Adam Thompson wrote:
> 
> On 16-03-13 11:11 PM, Michael McConville wrote:
> >It seems that chown(1) will write to a file even if it already has the
> >desired ownership. The below patch causes it to skip the write when
> >there would be no change. The best I could tell, the fts_read(3) and
> >fchownat(3) logic agree on whether to follow symlinks in all cases, so
> >there's no need to execute a useless write when certain options are
> >specified.
> >
> >I get a speedup of 5-10% on SSDs, and probably more on a slow storage
> >HD. This is when all the files are already owned by the specified user.
> >I think this is a common case, as chown is often used to "comb out"
> >offending files, ensure that a server can access everything in /var/www,
> >etc.
> >
> >The APIs involved are not simple and there's potential for subtle
> >breakage, so this only an initial patch.

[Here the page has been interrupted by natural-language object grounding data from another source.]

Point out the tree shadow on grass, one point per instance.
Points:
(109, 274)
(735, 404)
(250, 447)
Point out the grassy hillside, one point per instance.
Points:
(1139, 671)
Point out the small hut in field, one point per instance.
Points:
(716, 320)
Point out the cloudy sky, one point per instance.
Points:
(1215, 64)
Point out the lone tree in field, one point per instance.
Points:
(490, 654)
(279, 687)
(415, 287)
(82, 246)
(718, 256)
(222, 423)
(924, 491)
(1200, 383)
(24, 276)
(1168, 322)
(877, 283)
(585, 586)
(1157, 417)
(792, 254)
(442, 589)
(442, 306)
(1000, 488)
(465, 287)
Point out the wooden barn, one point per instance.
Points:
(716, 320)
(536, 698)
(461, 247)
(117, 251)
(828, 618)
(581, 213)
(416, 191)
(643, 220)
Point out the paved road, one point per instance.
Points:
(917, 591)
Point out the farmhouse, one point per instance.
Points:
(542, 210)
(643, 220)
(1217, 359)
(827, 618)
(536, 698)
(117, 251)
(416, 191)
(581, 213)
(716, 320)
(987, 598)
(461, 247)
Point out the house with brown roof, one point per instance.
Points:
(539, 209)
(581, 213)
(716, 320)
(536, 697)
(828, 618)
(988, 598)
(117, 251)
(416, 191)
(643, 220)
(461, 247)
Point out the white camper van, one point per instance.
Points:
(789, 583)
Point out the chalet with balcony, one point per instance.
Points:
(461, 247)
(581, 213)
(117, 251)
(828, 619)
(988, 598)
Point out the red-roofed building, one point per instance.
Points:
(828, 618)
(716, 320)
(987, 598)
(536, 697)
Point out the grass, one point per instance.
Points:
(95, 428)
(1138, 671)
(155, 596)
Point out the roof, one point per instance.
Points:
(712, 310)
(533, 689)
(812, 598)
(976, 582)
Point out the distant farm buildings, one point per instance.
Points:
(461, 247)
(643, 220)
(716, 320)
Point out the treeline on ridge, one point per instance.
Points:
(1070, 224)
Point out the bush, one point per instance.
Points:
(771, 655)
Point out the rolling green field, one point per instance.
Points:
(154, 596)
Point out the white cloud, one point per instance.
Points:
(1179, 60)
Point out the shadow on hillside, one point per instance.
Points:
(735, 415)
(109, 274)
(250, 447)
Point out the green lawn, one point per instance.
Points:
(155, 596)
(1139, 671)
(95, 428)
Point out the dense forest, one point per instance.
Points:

I'm interested to hear what
> >more experienced people think.
> >
> >If it's worthwhile, a similar approach can probably be applied to
> >chmod(1) et al. as well.
> 
> If this becomes the default behaviour, please allow a way to revert to the
> previous behaviour, as this change would break several real systems I'm
> aware of, including one I currently manage.

As I feared, and as Todd pointed out, this would break too much stuff to
be worth the modest performance improvement. It won't be committed.